THAT inimitable Cork raconteur Niall Toibin told a story about delivering one of his hilarious monologues at Kevin Moran’s testimonial dinner in Dublin’s Burlington Hotel.
“After I had done my stint,” recalled Toibin, “I went to our table, at the head of which was one Jack Charlton.”
Also seated nearby was Dublin GAA legend Paddy Cullen, who whacked Toibin on the back.
“I never laughed so much, Cullen told the Corkman. “I was in stitches. I never took my eyes off Jack Charlton. He didn’t understand one bloody word you said.”
The irony is that had Geordie Charlton delivered a speech, then Toibin would probably have been equally baffled!
The other week, Charlton, like Toibin, went to his eternal reward, mourned as much in Ireland as he was in his native England.
Nobody could deny that the great man spoke our language here on this island, even if the swift patter of a Cork comic might have passed him by...
It’s hard to imagine now — and almost impossible to convey to someone under the age of 25 — how bad relations were between the UK and Ireland when Charlton was appointed Ireland manager in 1986. Think of the antagonism over Brexit and times it by 10.
The surprise isn’t that Irish people protested at the appointment of Big Jack, it was that the protests weren’t much larger.
True, after years of hostility between Charles Haughey and Margaret Thatcher, the latter had signed up to the Anglo-Irish Agreement, with Garret Fitzgerald, a few months before Charlton took over the boys in green.
But the Agreement did not last and the murders, terror attacks and collusions continued all the way through Charlton’s reign.
A few days after he resigned, early in 1996, the IRA bombed London Docklands, marking the end of a 17-month ceasefire.
Despite this background of constant animosity between the country of his birth and the country of the soccer team he managed, Charlton achieved something remarkable — completely aside from all his towering on-the-field glories.
Off it, he embodied something that English people badly needed at that time — he proved to those Irish who needed convincing that the old enemy indeed had some sound-out people; that we weren’t all that different after all; there was always more that united us than divided us.
As a young man growing up in an Irish second-generation family in north-west England at that time, I witnessed the joy that Charlton gave to the Irish diaspora — as well as to the Irish here — which at times bordered on the euphoric and it made the heart glow.
Big Jack would have scoffed at the thought, being a humble sportsman without a political bone in his body, but he became a symbol of healing unity between the two nations at a time of great division.
The Irish had plenty of prominent people living and working in England in the 1980s who were doing a great job selling a concept of Irishness away from the bombs and deaths — the likes of Terry Wogan, Dave Allen and Eamon Andrews — but England had nobody doing the same here.
Charlton, in that unassuming, unknowing way of his, filled that gap.
In the wake of his death, many people drew similarities between the man and the Irish people.
Yes, there were some shared traits — a fondness for a jar, a hard exterior that belied a misty-eyed, emotive, sentimental interior, an anti-establishment ethos that came with a deep disdain for authority.
Charlton was a grafter, too, hands like shovels, with the build of a farmer.
It’s also true that the north-east of England and Ireland share working class roots and traditions — but they assuredly don’t have sole rights to them.
I felt many of these comparisons were strained. Big Jack was no more Irish than any English tourist.

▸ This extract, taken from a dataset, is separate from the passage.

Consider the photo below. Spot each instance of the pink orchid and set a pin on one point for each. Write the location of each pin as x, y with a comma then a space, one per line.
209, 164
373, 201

Besides, it would be doing him and the unity he achieved a disservice if we tried to put all his success down to the fact he was one of ‘us’, an honorary Irishman, after all.
Why try to shoe-horn the man — and the Geordie people — into an Irish straitjacket?
In many ways, Charlton was as quintessentially English as he was quintessentially Geordie. Better for his legacy to celebrate that, than to celebrate him as an adopted Irishman, pretending that ‘Sure, he was one of us all along’.
To do that would not be fair on England, taking one of its favourite sons and anointing him as Irish, just to avoid praising to the hilt one of the ‘enemy’.
All that said, it’s true that folk from the north-east of England are a tribe apart — a trait exacerbated by their remoteness.
Not for nothing do their people call themselves the Geordie Nation. My home town lies between Liverpool and Manchester in what I call north-west England.
But when I tell a Geordie I am from ‘the north’, they heap scorn on me and tell me I am actually from the midlands, which, to my knowledge, is 100 miles away in Birmingham!
No true northerner in England wants to be dismissed as a fakir from the Midlands — worst of all would be to be tainted as a ‘southern softie’!
But the Geordies don’t go seeking allies — they are an independent bunch. Perhaps that is down to their Viking breeding.
Studies have shown the Norse gene is prevalent in the north-east of England while the rest of the country’s genes owe more to Anglo-Saxon invaders.
Maybe that is why Geordies are so liked across England’s regions — even if their thick accent makes them hard to understand!
Any Englishman will tell you that Geordies are, by and large, salt of the earth, straight-talking people. Jack Charlton was typical of his tribe.
A man of the people, of both England and Ireland, who achieved so much. May he rest easy.